[Top][All Lists]
[Date Prev][Date Next][Thread Prev][Thread Next][Date Index][Thread Index]
Re: [Groff] Some thoughts on glyphs
From: |
Alejandro López-Valencia |
Subject: |
Re: [Groff] Some thoughts on glyphs |
Date: |
Tue, 27 Aug 2002 07:35:35 -0500 |
----- Original Message -----
From: "Werner LEMBERG" <address@hidden>
To: <address@hidden>
Sent: Monday, August 26, 2002 5:32 AM
Subject: Re: [Groff] Some thoughts on glyphs
>
> Dear friends,
>
>
> in April I suggested to extend the \[...] escape to support composite
> glyphs.
>
> I reexamined my old letter and found some deficiencies, so here my
> new proposal. Please comment.
>
[snip]
[scheme explanation; seems consistent and parsimonious to me, no problems
with it. My mind boggles, but Unicode always makes me dizzy, anyway.]
> I've completely dropped the idea that groff does something like
> `\z\[ho]A' automatically if `\[A ho]' is not defined.

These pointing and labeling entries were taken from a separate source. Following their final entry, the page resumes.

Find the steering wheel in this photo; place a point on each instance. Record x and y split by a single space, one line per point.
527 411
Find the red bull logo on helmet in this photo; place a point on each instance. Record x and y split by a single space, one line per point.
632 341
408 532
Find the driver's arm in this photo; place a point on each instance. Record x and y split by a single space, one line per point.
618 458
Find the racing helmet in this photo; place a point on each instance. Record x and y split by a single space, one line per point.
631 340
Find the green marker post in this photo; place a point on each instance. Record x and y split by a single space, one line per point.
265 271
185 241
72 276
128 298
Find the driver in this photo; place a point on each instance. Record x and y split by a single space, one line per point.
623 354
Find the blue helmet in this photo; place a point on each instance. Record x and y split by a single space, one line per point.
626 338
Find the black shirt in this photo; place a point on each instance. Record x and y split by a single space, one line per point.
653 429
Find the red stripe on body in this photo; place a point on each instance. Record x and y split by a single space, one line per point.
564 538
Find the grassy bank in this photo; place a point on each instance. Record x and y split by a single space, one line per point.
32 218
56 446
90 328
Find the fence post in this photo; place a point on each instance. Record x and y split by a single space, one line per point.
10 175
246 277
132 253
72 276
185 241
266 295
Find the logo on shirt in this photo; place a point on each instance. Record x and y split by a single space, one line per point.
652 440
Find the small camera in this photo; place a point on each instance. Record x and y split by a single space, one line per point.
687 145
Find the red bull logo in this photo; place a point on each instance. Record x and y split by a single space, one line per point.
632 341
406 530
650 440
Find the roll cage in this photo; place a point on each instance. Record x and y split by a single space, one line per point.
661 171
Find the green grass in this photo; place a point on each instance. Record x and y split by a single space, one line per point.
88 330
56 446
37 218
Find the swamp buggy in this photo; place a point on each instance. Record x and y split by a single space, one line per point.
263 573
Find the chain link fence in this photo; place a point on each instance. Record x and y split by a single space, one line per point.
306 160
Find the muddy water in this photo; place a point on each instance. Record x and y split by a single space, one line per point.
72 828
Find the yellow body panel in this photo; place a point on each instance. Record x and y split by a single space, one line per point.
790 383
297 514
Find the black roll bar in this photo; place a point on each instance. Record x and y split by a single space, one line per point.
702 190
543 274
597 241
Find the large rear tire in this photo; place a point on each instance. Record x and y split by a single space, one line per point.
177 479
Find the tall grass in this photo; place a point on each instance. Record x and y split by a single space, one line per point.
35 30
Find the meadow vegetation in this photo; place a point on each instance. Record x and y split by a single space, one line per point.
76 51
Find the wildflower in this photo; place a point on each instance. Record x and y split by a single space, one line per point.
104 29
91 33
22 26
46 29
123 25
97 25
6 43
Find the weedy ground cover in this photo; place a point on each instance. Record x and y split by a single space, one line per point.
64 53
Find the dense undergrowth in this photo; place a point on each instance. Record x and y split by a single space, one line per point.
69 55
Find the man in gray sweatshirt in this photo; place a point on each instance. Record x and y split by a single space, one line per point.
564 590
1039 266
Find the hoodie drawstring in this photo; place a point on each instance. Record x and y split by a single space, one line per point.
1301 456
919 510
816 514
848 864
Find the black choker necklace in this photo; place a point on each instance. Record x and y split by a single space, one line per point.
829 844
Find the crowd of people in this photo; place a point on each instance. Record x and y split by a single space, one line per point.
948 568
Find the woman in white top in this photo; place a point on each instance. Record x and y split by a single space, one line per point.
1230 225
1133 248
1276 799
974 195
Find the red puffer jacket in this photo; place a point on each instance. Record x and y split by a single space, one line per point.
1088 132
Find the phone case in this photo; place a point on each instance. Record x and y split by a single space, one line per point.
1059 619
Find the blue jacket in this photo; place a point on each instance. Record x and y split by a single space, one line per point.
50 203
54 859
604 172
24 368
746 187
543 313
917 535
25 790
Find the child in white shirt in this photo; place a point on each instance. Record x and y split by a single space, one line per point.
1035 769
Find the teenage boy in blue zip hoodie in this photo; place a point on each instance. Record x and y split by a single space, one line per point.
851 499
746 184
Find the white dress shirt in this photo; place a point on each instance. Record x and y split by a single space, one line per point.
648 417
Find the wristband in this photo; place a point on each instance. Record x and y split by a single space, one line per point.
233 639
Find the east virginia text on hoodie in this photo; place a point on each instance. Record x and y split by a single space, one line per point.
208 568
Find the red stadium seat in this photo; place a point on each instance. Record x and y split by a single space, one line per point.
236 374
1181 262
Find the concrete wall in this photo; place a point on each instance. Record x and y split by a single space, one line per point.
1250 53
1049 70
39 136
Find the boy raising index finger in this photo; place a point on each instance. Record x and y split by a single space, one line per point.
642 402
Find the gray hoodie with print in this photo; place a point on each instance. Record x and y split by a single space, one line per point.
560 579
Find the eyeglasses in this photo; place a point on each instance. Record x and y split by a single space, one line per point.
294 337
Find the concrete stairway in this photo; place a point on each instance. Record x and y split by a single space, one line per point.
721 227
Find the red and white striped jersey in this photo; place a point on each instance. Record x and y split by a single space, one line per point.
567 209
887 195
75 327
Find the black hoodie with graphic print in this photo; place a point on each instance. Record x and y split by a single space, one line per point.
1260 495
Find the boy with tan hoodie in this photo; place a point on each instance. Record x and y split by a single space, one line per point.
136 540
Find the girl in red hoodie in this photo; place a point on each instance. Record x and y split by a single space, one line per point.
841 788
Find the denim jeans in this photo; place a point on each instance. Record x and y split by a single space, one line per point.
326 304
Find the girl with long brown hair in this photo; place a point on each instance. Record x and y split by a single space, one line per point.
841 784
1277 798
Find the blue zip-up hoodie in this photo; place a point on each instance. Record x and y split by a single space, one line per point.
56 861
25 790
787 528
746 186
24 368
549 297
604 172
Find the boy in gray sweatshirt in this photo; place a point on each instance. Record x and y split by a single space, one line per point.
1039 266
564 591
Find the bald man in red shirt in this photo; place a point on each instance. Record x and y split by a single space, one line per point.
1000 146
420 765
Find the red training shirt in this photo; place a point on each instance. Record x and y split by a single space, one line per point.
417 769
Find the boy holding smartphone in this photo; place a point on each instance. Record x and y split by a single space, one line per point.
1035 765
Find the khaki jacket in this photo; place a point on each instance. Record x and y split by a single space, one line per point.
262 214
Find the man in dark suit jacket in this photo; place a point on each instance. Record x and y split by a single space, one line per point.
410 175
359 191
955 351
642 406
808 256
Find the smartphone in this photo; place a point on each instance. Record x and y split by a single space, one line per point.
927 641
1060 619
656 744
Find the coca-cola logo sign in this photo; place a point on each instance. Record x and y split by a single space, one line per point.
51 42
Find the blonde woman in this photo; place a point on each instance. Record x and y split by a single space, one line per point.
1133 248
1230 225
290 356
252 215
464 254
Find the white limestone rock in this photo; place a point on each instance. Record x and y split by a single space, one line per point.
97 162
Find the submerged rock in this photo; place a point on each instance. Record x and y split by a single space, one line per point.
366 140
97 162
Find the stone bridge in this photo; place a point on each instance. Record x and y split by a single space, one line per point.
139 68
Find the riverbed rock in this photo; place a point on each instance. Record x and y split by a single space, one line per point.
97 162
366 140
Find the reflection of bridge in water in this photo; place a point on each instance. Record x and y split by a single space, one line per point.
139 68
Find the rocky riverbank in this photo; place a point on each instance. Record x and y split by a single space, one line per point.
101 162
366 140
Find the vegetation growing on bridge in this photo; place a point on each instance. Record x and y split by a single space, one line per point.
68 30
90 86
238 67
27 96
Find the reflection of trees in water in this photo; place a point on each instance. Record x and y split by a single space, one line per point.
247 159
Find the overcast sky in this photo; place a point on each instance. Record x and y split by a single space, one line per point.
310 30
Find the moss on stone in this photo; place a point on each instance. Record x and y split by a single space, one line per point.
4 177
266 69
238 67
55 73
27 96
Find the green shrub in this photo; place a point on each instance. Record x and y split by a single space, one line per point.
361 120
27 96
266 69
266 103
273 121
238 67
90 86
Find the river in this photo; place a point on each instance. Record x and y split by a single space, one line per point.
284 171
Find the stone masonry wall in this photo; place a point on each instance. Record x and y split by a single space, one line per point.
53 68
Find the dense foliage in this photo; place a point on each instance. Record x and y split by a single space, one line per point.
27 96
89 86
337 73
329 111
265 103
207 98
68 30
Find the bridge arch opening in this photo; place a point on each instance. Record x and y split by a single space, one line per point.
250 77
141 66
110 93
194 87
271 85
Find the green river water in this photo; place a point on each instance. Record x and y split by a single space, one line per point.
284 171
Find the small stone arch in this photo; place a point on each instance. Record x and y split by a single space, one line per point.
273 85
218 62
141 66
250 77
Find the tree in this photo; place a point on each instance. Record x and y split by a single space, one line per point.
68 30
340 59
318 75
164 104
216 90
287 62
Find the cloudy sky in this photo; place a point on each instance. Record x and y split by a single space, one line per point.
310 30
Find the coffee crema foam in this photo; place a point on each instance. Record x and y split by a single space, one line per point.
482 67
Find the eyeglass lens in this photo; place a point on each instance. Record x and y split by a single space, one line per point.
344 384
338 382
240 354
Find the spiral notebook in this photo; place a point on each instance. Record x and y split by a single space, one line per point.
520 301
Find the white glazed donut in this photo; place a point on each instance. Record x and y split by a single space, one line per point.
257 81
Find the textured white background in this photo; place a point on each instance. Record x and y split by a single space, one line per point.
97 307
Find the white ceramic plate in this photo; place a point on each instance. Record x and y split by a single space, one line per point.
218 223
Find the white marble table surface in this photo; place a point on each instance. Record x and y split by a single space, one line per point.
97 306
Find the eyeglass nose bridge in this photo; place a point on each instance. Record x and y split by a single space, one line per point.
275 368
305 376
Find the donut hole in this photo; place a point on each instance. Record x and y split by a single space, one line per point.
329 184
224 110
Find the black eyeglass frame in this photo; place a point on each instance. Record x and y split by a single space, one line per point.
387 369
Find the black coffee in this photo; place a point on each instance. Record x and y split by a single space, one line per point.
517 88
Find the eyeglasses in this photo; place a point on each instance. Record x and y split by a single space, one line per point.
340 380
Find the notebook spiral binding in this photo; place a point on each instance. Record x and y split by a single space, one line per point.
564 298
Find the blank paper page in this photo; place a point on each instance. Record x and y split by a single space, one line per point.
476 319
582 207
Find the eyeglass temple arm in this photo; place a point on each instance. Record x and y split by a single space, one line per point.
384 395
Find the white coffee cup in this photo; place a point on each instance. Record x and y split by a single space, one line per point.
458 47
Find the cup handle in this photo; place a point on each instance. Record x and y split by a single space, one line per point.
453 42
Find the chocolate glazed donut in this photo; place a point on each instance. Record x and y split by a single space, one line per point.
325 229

Here a revised
> version how a latin2 input encoding could be implemented, assuming
> standard PS fonts:
>
> .\" The rather generic .composite calls could be in a file
> .\" `glyph.tmac' which is always loaded at start-up of groff.
> .
> .composite ho u0328
> .composite ah u030C
> .composite aa u0301
> ...
Should we strive to have all the Unicode ranges mapped in glyph.tmac, or
just the Latin-A, Latin-B and extensions (perhaps Cyrillic too) plus the
needed ranges for European/Slavic languages typesetting (math symbols,
dingbats, etc.) and leave the CJKV ranges as optional files to be
loaded on demand (you already said that complex in-context typesetting such
as in Arabic and most Hindi scripts is out of scope)? Perhaps make the
actual Unicode ranges loaded by default a runtime configuration flag with a
sensible default that can be changed with a "configure" variable before
compilation, like paper size and the postscript spooler flags?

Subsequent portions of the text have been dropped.